The diagnostic reasoning for clinical diagnoses involves the collection of data and application of systematic approaches to formulating hypotheses and create lists of different diagnoses. However, sometimes the clinician can make errors that that have a direct impact on the way they handle a patient leading to incorrect diagnoses, treatments and overall management plan. Most medical errors are identified as systemic and are usually solved using various interventions as checklists. However, there are other errors that occur during diagnosis and treatment, and these are attributed to flawed diagnostic reasoning (Wellbery, 2011).

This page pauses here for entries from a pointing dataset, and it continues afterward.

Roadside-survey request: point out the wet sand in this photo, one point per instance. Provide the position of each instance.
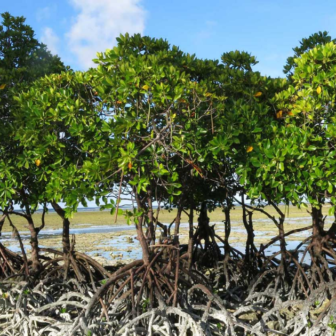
(112, 244)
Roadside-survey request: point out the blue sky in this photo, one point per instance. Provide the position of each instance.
(269, 29)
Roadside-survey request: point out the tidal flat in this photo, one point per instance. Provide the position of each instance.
(111, 242)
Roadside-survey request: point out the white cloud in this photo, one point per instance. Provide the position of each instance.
(207, 31)
(99, 22)
(50, 39)
(43, 13)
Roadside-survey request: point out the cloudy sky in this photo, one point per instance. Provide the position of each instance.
(269, 29)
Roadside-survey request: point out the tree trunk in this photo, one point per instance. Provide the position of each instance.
(191, 234)
(151, 229)
(318, 231)
(2, 222)
(65, 237)
(250, 248)
(141, 236)
(66, 227)
(177, 226)
(227, 230)
(36, 265)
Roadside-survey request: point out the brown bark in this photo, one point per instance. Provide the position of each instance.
(151, 229)
(141, 236)
(65, 237)
(34, 244)
(66, 227)
(2, 222)
(318, 231)
(177, 226)
(191, 234)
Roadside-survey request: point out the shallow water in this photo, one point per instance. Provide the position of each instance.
(114, 247)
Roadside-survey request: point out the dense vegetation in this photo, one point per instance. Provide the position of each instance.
(167, 130)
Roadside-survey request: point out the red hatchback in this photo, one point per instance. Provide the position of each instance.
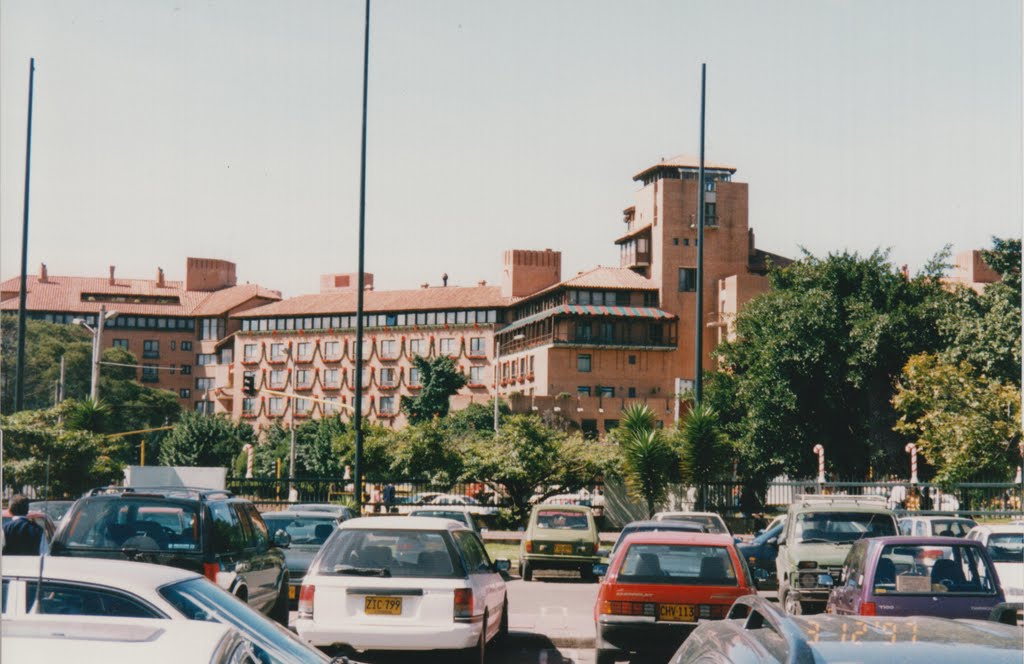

Diagnostic reasoning errors are mostly caused by heuristics or biases. Biases are usually applied in clinical diagnosis since they offer practical shortcuts for clinical evaluation, and in most cases, they lead to correct diagnosis. These diagnostic biases are widely documented in literature, and most are based on the notion that certain diseases occur much more often, and that a single diagnosis that accounts for multiple symptoms is better than considering several explanations. However, sometimes, biases could be misguided leading to erroneous diagnosis/conclusions (Wellbery, 2011). Some of the common diagnostic reasoning errors based on bias include the availability heuristic, anchoring heuristic, and framing.
In the availability heuristic, the clinician comes up with a diagnosis using the conclusion that comes to the mind most easily or based on what he/she has observed recently. This kind of reasoning can be helpful when there is a high prevalence of a particular disease such as influenza, but it can result in diagnostic errors in some cases. For example, a patient experiencing crushing test pains is treated incorrectly for a heart attack (myocardial infarction) while there are clear indications of an aortic dissection (Ebell, 2017; AHRQ, 2016).
Anchoring biases occur when a clinician relies on their earlier diagnostic perceptions despite the fact that there are clear indicators showing this diagnosis is false (AHRQ, 2016). For example, when a clinician continues to treat a non-responsive ring-like skin lesion using anti-fungal medicine, only to later discover that the lesion is DLE (Discoid lupus erythematosus) (Wellbery, 2011). Finally, framing heuristic errors occur when a clinician makes diagnostic decisions based on subtle cues, assumptions and other collateral information that supports a particular diagnosis (AHRQ, 2016; Wellbery, 2011). For example, assuming that a patient exhibiting malaria-like symptoms has malaria just because they recently arrived from Africa (Wellbery, 2011).
References:
AHRQ. (2016). Diagnostic Errors | AHRQ Patient Safety Network. Psnet.ahrq.gov. Retrieved 22 January 2017, from https://psnet.ahrq.gov/primers/primer/12/diagnostic-errors
Ebell, M. (2017). Common errors in clinical reasoning. Ebp.uga.edu. Retrieved from http://ebp.uga.edu/courses/Chapter%201%20-%20Diagnostic%20process/5%20-%20Common%20errors.html
Wellbery, C. (2011). Flaws in Clinical Reasoning: A Common Cause of Diagnostic Error. American Family Physician (AFP), 84(9), 1042-8.